Mark Swords: Pareidolia

19 March - 18 April 2026

Pareidolia.

 

I heard the term Pareidolia (par-i-DOH-lee-uh) recently on a podcast about cave art in which Dr Isobel Wisher defined it as the “psychological phenomenon of seeing meaningful forms in random patterns”. A more narrow example of this would be to see a face in a rock or the shape of a cat in a cloud. More and more I feel I’m trying to see something (anything?) in the sheer volume of information in our world.

 

In recent years I have been thinking and reading about historical examples of expansionism. Manifest Destiny was the 19th century ideology under which settlers moved west and occupied the North American continent claiming it as their own… it was a belief in their inherent right to this new land. Manifest destiny, Spazio Vitale and Lebensraum are all terms which ultimately result in states expanding and taking land and resources from other people. I have been worrying about these ideas (and many other things) and trying to understand our present through maps, history and literature. I collect maps on my phone from different points in history. The shapes, sizes and colours of countries are restless, changing between the different time periods. I think about them as frames from an animation which show states with borders pulsing, growing, shrinking ...breathing.

 

I make my paintings with dots, strips and remnants and I build them out of the instincts and interests available to me.
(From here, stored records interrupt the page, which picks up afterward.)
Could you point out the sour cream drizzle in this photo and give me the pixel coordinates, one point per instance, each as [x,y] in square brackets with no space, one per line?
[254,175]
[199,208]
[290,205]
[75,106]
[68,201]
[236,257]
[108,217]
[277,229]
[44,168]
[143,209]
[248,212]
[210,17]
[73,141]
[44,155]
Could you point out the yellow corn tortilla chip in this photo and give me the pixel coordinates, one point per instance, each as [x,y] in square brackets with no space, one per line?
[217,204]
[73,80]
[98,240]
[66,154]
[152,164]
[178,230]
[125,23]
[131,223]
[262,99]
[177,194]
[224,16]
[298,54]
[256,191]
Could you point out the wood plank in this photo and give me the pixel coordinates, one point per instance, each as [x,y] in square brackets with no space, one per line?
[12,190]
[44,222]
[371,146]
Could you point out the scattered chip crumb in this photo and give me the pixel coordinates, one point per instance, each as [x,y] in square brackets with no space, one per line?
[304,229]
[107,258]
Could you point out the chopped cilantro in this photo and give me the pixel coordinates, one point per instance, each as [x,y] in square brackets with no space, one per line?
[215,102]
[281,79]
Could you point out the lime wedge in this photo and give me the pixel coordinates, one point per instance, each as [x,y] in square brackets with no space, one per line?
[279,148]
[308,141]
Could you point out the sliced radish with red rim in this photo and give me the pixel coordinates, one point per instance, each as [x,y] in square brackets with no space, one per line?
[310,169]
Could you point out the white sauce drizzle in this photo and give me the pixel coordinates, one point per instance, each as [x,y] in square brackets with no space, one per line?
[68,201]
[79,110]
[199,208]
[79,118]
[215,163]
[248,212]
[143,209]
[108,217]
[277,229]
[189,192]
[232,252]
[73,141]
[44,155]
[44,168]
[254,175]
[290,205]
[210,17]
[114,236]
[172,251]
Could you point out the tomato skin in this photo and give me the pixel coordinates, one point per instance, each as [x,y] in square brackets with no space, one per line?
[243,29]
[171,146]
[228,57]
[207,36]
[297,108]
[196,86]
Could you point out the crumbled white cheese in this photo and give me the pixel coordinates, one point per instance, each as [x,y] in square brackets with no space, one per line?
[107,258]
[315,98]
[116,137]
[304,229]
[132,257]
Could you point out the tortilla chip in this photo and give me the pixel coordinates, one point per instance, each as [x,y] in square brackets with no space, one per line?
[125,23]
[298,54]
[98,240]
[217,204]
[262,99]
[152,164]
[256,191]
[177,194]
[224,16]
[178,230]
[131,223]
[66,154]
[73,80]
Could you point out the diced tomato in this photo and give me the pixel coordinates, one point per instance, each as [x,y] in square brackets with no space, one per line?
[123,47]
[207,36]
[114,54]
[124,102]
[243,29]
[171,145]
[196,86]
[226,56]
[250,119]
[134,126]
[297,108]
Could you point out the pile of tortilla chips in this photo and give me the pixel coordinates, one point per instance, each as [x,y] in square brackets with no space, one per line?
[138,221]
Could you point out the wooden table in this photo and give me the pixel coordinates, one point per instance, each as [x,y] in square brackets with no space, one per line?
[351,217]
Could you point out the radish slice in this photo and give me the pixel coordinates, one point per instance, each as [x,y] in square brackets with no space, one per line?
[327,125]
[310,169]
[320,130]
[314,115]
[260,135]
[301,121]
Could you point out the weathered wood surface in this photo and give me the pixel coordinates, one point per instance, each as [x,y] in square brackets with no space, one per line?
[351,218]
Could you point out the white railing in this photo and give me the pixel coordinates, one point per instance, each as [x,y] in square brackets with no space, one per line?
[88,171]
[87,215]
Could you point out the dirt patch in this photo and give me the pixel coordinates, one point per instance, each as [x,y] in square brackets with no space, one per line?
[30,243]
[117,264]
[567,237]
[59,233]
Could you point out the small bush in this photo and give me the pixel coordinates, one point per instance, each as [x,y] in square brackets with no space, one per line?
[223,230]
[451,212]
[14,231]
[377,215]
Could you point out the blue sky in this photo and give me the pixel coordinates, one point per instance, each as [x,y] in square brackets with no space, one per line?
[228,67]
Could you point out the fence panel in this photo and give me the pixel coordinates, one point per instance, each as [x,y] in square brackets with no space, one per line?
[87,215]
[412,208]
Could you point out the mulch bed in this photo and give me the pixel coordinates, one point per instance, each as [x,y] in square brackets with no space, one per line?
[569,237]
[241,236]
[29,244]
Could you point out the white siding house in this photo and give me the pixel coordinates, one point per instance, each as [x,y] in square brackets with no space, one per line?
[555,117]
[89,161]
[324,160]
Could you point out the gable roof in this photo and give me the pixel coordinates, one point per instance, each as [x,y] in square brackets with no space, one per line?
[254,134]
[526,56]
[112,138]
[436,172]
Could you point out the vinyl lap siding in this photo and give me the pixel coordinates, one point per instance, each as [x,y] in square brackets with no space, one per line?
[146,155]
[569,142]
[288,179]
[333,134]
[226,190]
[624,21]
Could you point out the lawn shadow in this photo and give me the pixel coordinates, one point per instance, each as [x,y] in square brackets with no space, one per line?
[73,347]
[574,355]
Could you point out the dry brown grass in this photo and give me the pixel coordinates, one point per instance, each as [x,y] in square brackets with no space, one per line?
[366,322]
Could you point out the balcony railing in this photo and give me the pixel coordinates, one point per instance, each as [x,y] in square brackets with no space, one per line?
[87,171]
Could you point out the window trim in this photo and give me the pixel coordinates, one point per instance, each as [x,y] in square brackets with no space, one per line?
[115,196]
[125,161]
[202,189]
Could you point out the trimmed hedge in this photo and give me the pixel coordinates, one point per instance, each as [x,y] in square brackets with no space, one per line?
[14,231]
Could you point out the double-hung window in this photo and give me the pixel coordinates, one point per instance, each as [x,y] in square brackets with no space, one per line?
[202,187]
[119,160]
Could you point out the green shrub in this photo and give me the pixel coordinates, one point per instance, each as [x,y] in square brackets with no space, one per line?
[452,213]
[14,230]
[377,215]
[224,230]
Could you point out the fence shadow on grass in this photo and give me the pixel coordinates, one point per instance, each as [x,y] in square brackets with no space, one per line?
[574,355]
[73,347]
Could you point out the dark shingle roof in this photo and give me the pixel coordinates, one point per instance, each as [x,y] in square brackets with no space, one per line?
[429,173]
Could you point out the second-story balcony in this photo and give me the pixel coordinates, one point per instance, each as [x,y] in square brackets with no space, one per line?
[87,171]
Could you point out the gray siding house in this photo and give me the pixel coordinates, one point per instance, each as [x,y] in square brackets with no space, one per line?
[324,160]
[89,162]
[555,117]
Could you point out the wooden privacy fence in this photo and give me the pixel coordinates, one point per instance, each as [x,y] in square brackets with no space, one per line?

I often try to combine different ideas in the one painting, welcoming the inevitable incompatibility that presents itself. I like it when they seem to fight with themselves… at least there is something happening and something at stake. I’d rather paint with my fingers because I don’t much like the way I paint with brushes and I feel it often looks too smooth - that the brush joins forms together too seamlessly. My paintings are made from many pieces, scraps and fragments of other paintings… failures. The paintings are broken but they have been  stitched or glued. They are pieced together but not fixed.